When Vanessa Williams performed the National Anthem at the opening night of the US Open this week, a lady working behind the scenes approached her with a touching story. Turns out Vanessa’s mother Helen Williams (co-author of her 2012 memoir You Have No Idea) was the woman’s music teacher in high school, and she had very fond memories of the time.
Yesterday (September 2), Vanessa became the New York ambassador for Think It Up, a national initiative supporting students and teachers, presented by the Entertainment Industry Foundation, DonorsChoose.org and Staples (the latter pledging a cool $10 million to the cause). During the launch, Vanessa mentioned how — just like the woman she’d met at the tennis match — 79% of parents talk about one teacher who inspired them greatly.
“Both my parents were teachers, so I’ve seen firsthand how much teachers give to help their students achieve success,” Williams said. “I’m thrilled Think It Up is taking this opportunity to give back to the teachers of New York City public schools and all of the students whose lives they will impact this school year.”
Think It Up invites public middle and high school students to work with their teachers to develop projects that draw on their passions and help pursue their educational goals. The student-powered, teacher-led projects will be featured on ThinkItUp.org and crowd-funded by citizen donors, beginning this month.
BET.com: How did you become the New York ambassador for Think It Up?

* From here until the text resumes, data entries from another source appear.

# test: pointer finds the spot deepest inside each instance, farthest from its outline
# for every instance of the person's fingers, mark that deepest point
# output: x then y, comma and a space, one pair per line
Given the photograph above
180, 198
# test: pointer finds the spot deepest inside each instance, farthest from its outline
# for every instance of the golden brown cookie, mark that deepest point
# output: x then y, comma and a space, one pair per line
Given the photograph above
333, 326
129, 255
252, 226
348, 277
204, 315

Vanessa: I got a call. I think I got the call because of my qualifications. They know my parents have an educational background — both being public school teachers — and I’m in the entertainment industry, so it was just one of those natural requests. When I read what the whole movement was about, I thought it was fantastic. So much funding is being cut for the arts in particular and when I went to school, I had so many options. It seems like it’s getting very narrow. So if Think It Up can broaden the scope of what can be offered to kids in their educational process, especially in public schools, I’m down for it.

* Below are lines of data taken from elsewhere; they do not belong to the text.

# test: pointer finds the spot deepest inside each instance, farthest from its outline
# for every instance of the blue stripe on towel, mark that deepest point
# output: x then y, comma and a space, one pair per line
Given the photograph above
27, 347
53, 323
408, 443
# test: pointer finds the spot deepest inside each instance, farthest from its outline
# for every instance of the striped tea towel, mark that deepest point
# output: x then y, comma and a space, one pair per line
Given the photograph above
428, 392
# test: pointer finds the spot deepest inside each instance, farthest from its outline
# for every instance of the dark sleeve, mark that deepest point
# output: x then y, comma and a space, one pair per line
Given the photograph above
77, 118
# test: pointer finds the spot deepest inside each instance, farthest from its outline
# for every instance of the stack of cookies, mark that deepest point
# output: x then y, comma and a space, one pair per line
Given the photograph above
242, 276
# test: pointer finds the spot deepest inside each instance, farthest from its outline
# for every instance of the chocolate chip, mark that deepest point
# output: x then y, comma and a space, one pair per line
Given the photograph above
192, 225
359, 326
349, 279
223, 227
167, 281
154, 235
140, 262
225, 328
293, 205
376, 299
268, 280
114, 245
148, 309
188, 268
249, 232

What’s most interesting, aside from the fact students are given a chance to work on creative and diverse projects, is the program fosters more open relationships between students and teachers.
Exactly. They have to work together for things to manifest. The program will show students they can have an idea, but in order to implement that idea you have to be flexible, you have to have a dialogue and you have to work with one another.

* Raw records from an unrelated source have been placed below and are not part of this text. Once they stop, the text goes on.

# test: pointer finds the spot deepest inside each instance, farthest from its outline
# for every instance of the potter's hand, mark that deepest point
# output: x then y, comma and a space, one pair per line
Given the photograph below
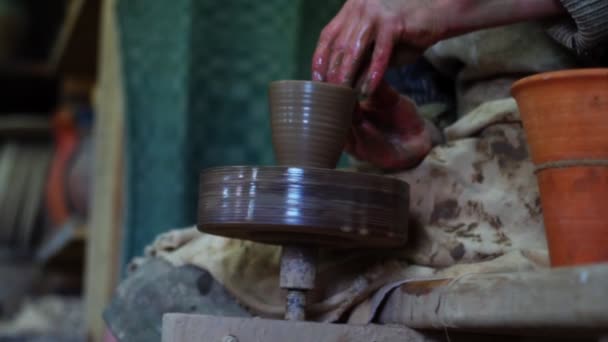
371, 28
356, 46
388, 132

You’re an unpaid ambassador for Think It Up, however you do receive a stipend. You’ve chosen to donate this to San Miguel Academy in Newburgh, New York, a celebrated middle school for boys from underserved families.
Newburgh is a compromised area [Editor’s Note: with a population of roughly 28,000, Newburgh has the highest violent crime rate per capita in New York state]. Between sixth and eighth grade is a really tough time for boys, because there’s influence and peer pressure. You can choose to walk the straight line or not. Father Mark Connell has done an amazing job with San Miguel Academy. I remember when it was an idea of his, a passion, and it came to fruition. I’m so happy to support.
Your daughter [Jillian Hervey] is enjoying success with pop act Lion Babe. Were you always encouraging of her artistic dreams?
Absolutely. I never said to her, "Oh, get a real job." I was just at AfroPunk rocking out to her performance a couple weeks ago! She’s seen everything — whether it’s Broadway or me in a recording studio or on a television or film set. She knows how hard the work is, she knows the dedication you need to have in order to have success and she knows the ups and downs. She’s seen that you can have good years and bad years. It’s her passion and it comes so naturally to her, and you can see that on stage. She loves it.